The article seems is too shallow in details of their seemingly very important discovery. Atleast nothing I could decipher. What do you think is relevant in their finding?
This has nothing to do with black swans, the birds... this has to do with unexpected results that are easy to explain in hindsight after the truth is known.
"Taleb's "black swan theory" refers only to unexpected events of large magnitude and consequence and their dominant role in history. Such events, considered extreme outliers, collectively play vastly larger roles than regular occurrences.[2]:xxi"

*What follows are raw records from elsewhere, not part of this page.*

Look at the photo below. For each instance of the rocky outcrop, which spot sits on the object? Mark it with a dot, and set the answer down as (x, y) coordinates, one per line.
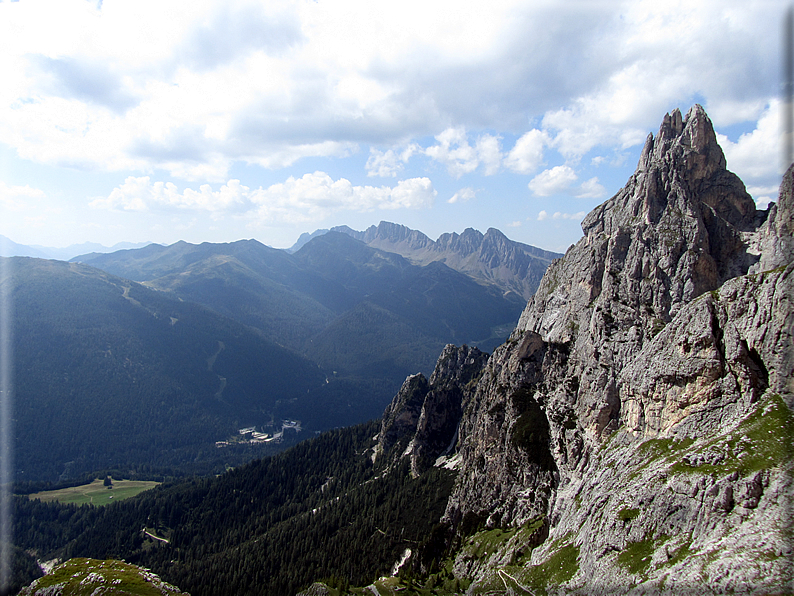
(774, 241)
(491, 258)
(642, 407)
(77, 577)
(422, 419)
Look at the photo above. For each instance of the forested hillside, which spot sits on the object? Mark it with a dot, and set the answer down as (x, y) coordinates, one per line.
(270, 527)
(113, 374)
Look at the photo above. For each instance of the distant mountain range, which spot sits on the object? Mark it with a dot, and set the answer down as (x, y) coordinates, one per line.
(490, 258)
(9, 248)
(205, 339)
(633, 435)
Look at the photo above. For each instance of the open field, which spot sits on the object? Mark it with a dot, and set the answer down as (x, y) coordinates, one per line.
(96, 493)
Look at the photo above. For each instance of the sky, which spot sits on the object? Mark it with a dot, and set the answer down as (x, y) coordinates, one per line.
(216, 121)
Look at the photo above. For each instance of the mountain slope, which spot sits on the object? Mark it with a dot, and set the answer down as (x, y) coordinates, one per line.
(490, 258)
(109, 372)
(641, 410)
(370, 316)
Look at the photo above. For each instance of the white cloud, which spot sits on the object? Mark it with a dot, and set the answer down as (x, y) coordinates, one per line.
(389, 163)
(573, 216)
(490, 153)
(464, 194)
(553, 181)
(17, 198)
(562, 179)
(193, 87)
(454, 151)
(756, 156)
(591, 189)
(310, 197)
(526, 156)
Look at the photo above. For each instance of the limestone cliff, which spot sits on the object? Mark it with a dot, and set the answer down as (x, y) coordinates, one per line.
(640, 414)
(491, 258)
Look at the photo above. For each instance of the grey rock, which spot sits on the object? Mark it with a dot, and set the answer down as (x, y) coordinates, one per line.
(643, 403)
(491, 257)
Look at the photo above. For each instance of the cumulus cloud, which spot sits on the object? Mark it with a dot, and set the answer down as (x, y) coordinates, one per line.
(389, 163)
(310, 197)
(562, 179)
(573, 216)
(271, 83)
(17, 198)
(490, 153)
(464, 194)
(553, 181)
(526, 156)
(756, 156)
(454, 151)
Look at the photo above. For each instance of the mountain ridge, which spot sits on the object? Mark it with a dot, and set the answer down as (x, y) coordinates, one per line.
(491, 258)
(649, 331)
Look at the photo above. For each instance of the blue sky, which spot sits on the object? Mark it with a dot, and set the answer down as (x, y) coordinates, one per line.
(215, 121)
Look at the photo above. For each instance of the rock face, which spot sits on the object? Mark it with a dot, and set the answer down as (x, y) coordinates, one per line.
(423, 418)
(491, 257)
(642, 406)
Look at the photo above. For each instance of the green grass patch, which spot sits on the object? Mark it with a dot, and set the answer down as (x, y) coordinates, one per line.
(559, 568)
(96, 493)
(486, 543)
(763, 440)
(83, 577)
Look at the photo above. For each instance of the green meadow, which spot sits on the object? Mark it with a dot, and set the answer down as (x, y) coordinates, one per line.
(96, 493)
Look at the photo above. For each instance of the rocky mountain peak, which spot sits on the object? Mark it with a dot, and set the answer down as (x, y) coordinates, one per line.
(673, 232)
(642, 378)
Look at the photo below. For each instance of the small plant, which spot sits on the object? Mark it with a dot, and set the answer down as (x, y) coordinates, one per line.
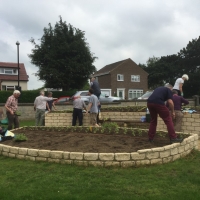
(20, 137)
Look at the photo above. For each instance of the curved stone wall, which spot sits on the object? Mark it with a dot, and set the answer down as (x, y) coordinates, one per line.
(159, 155)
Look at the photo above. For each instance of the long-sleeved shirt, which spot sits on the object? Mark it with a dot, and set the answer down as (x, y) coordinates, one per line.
(40, 102)
(178, 101)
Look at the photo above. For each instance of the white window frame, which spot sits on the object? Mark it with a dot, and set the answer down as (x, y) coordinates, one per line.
(9, 71)
(134, 93)
(123, 92)
(120, 77)
(135, 78)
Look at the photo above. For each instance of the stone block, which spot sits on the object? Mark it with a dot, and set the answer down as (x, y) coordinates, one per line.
(122, 156)
(11, 155)
(96, 163)
(67, 162)
(175, 157)
(6, 148)
(111, 164)
(126, 164)
(56, 160)
(156, 161)
(152, 155)
(76, 155)
(32, 158)
(91, 156)
(14, 150)
(40, 159)
(167, 159)
(23, 151)
(142, 162)
(106, 156)
(56, 154)
(81, 162)
(137, 156)
(165, 153)
(174, 151)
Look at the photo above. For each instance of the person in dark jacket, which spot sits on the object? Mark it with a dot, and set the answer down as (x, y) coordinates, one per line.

This discovery (unexpected behavior of matter) seems like it'll have a surprising and large magnitude.
"Materials can be broadly classified as hard or soft matter. Hard materials, like metal alloys and ceramics, generally have a very regular and symmetric arrangement of atoms. Further, in hard matter, ordered groups of atoms arrange themselves into nanoscopic building blocks, called unit cells. Typically, these unit cells are comprised of only a few atoms and stack together to form the periodic crystal. Soft matter can also form crystals consisting of unit cells, but now the periodic pattern is not at the atomic level; it occurs at a much larger scale from assemblies of large molecules."
Ever since childhood I've wondered why the water behind a rowboat stays flat for so long. You'd think the surrounding water would flow in and make it as wavy as everything else. Then a few years ago I was on Thera and saw the same thing with the cruise ships coming in. Their flat glassy trails would last for hours. Why does it take so long for them to vanish? It is a liquid transition that is weirdly persistent. Does anyone have an answer? If not, maybe this can be someone's wobbling plate.